8. Januar 2025

Erst hatte ich gestern vor, einen kompletten In-Doors-Tag zu machen, aber dann hat mich doch die Lust gepackt, das Tramuntana-Gebirge von West nach Ost auf einer kleinen Straße zu durchqueren.

Ich hab mir also die Orte notiert, die ich ansteuern musste, was aber im Endeffekt einfacher war als gedacht. Als Erstes war ich in kurz in der Apotheke und habe eine Packung Reishi-Pilze bestellt, die heute Nachmittag eintreffen werden (stimmt aber nicht, kommen am 10.1.)

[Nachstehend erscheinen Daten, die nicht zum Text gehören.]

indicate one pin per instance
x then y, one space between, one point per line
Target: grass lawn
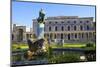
69 45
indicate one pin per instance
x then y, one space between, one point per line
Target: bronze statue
41 16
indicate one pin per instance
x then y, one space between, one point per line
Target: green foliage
89 45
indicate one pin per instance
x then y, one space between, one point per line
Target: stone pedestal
40 31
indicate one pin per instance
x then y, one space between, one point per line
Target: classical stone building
68 29
19 33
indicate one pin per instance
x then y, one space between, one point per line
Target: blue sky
24 12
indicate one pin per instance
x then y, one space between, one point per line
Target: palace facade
68 29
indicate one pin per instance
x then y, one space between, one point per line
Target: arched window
62 28
56 22
81 27
55 36
74 21
74 27
87 27
68 28
61 36
56 28
75 35
50 28
68 36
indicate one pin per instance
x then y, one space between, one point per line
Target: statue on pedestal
40 26
41 16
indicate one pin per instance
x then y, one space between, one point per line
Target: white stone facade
68 29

Die Strecke über Palma bis nach Andratx war mir ja bekannt. Leider hat mein Navi Andratx nicht kapiert und hat mich nach Port Andratx befördert. Als mir dort im Gassengewirr schließlich klar wurde: Hier wolltest du nicht hin, bin ich ne Teilstrecke von ca. fünf Kilometern zweimal gefahren, bis ich endlich da war, wo ich hin wollte. Und beinahe schlagartig war ich von Natur- und Bergwundern umgeben. Die Straße war manchmal so schmal, dass ich den Sinn der Mittellinien-Striche nicht wirklich erkennen konnte. Wenn man da um eine enge Kurve fährt und rechts der offene Fels herausragt oder die Straßenkante ca. 30 Zentimeter abfällt, ist man automatisch sehr vorsichtig. Aber der Tag nach Weihnachten war offenbar perfekt für meine Zwecke. Auf den rund 70 Kilometer Bergstraße (Google gibt dafür 1 Stunde 50 Minuten an, ich hab ca. 4 Stunden gebraucht) sind mir geschätzt 20 Autos entgegengekommen; dafür soooo viele atemberaubende Ausblicke, dass ich mich zwischendurch ermahnen musste: Bobby, glotz nicht, schau auf die Fahrbahn! Manchmal blieb mir einfach die Spucke weg.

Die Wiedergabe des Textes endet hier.